Which datasets to use for testing?
MT – I want to make a utility that helps makes json blobs containing ib databases. These would be stored in the repo. Would like them to be the ibstore database format.
LW – So you want to construct datasets on the fly and save them. Probably simplest to use json blobs early on, even though they’re not space-efficient.
MT – So save them or regenerate when running tests? You say save them.
LW – May be hard to automate for every scenario. Every dataset will have different reqs
JW –
MT – Talking about
How should users be able to access entries in datasets?
How to create new datasets on the fly (should make a utility for this)?
MT – Could mock qcsubmit’s dataset.submit to get data
LW – No need to compute at all, could just save the qcsubmit collections that result.
…
JW – Can show how to run simple local jobs on QCF, we do that in qcsubmit’s tests
MT – I’m thinking of not even really running stuff.
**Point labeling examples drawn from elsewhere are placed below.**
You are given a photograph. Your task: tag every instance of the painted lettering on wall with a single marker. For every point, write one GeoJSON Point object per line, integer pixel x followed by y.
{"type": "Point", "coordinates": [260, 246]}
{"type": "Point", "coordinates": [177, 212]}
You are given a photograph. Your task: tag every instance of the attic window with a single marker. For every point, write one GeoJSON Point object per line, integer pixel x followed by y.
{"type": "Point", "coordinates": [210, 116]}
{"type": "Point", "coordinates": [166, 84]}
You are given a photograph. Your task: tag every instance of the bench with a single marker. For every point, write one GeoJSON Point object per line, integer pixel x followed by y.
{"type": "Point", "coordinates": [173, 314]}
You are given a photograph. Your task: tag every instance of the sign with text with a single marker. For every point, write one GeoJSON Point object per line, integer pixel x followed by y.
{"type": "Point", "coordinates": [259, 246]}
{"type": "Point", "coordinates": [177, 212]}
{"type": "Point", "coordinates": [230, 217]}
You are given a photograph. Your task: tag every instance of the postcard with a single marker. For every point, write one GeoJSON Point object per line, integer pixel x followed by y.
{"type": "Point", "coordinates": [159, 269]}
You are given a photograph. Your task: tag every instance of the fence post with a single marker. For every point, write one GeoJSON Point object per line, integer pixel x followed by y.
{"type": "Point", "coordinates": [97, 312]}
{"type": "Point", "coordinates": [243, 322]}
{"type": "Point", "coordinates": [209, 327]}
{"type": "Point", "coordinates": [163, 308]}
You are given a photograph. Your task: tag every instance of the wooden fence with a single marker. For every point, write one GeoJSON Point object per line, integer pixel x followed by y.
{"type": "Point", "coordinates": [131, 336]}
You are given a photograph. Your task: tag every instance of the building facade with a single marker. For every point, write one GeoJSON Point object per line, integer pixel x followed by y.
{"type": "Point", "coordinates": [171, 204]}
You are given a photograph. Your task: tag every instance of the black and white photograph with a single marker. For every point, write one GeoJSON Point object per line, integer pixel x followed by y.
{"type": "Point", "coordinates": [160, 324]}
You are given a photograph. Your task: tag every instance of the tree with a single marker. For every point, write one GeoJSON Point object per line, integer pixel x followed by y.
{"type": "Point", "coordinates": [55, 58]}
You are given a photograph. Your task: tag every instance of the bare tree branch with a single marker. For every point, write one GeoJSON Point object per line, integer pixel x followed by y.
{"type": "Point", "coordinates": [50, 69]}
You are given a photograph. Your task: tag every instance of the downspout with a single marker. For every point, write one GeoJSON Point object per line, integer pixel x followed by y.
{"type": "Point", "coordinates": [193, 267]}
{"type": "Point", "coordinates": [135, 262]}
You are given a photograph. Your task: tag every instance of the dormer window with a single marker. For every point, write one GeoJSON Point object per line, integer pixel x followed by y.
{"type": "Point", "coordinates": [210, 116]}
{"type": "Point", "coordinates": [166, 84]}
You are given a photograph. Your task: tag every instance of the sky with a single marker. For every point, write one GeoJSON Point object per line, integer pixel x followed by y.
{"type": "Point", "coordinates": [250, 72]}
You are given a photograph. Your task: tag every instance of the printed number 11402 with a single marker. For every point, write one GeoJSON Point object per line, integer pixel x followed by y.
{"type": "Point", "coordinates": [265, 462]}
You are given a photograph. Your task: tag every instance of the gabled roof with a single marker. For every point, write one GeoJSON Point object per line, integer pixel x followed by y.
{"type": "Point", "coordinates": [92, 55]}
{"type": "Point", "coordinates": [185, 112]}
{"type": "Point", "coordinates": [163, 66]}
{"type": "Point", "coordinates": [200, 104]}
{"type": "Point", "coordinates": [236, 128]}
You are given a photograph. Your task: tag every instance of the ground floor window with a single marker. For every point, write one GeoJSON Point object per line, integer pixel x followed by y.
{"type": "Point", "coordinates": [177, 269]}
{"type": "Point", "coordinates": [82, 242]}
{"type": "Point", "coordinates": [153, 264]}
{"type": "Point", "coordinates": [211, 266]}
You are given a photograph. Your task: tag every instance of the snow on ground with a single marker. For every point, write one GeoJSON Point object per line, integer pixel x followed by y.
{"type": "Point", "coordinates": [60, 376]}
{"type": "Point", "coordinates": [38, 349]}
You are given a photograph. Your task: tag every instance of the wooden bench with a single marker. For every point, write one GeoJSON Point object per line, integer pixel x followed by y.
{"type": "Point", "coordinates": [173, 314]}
Rather mocking the .submit
call
…
JW – Wouldn’t need to mock .submit
, instead could mock the dataset retrieval call.
MT – Would need to run .submit
to get a template
JW – Could just run things using the rdkit force field, or sage, to get a real looking set of mockable data.
MT – I’ll probably work on updating to QC* 0.50 first, and then I’ll poke around with trying to mock the return values. Would love a sort of migration guide/blog post on how to update QCSubmit code.